Sebbene i valori di IC50 rilevati per il ketoconazolo nel modello RPTEC/TERT1 fossero superiori a quelli osservati in letteratura, il rapporto [I1]/IC50, convalidato come predittore di potenziali DDI clinicamente rilevanti per i farmaci somministrati per via orale, ha mostrato valori elevati che erano al di sopra della soglia di 0,1 definita dalla FDA. Questo risultato è in accordo con uno studio clinico che ha mostrato un duplice aumento dell'esposizione ad apixaban con la co-somministrazione di ketoconazolo [44]. Presi insieme, tutti questi risultati dimostrano che il modello RPTEC/TERT1 è uno strumento promettente per valutare il potenziale inibitorio della P-gp.

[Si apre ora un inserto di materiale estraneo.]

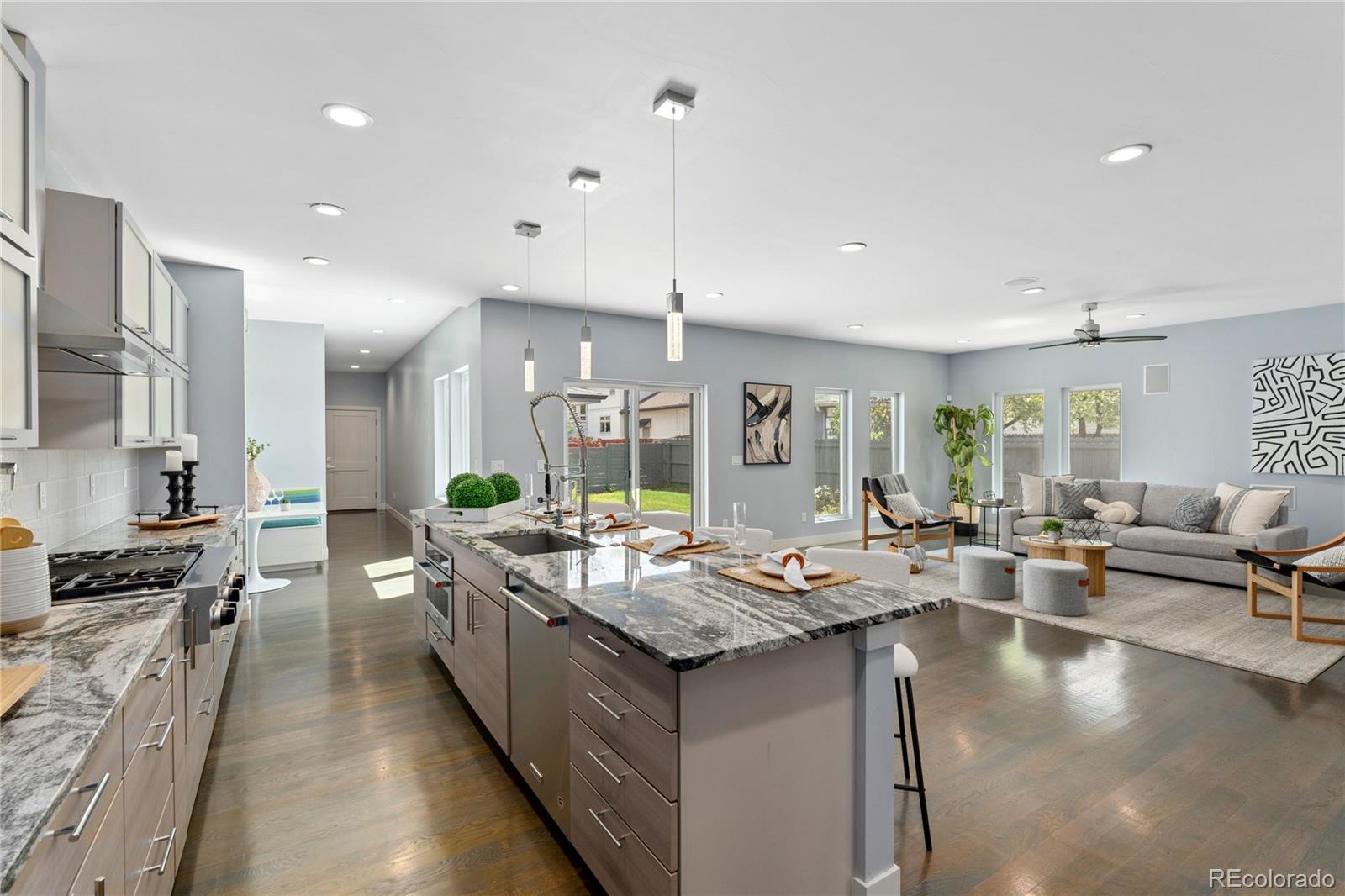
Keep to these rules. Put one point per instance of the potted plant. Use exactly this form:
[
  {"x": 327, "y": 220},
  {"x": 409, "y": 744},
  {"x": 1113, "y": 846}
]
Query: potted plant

CISTANCHE MIGLIORA IL DOLORE RENALE/RENALE
Conclusione
Il nostro studio ha dimostrato che l'applicazione del modello RPTEC/TERT1 è conveniente per valutare i potenziali inibitori della P-gp di varie classi di farmaci. I saggi di accumulo di rodamina 123 hanno consentito di eseguire uno screening iniziale del farmaco. Tuttavia, i potenziali inibitori della P-gp dei farmaci che non interagiscono con il sito R della P-gp devono essere studiati anche utilizzando substrati aggiuntivi per confermare le previsioni. I valori di IC50 determinati dall'accumulo intracellulare di apixaban e rivaroxaban sono in accordo con i profili di inibizione osservati con rodamina 123. Inoltre, l'uso di ketoconazolo e warfarin rispettivamente come forte inibitore e non inibitore della P-gp, ha confermato la affidabilità del modello RPTEC/TER1 quando viene utilizzato per ottenere dati in vitro sui potenziali inibitori dei farmaci verso la P-gp. Infine, un confronto dei risultati ottenuti utilizzando il modello RPTEC/TERT1 con quelli ottenuti utilizzando cellule Caco-2 ha evidenziato l'importanza di condurre studi in vitro in diversi modelli cellulari per confermare il profilo inibitorio per un determinato farmaco.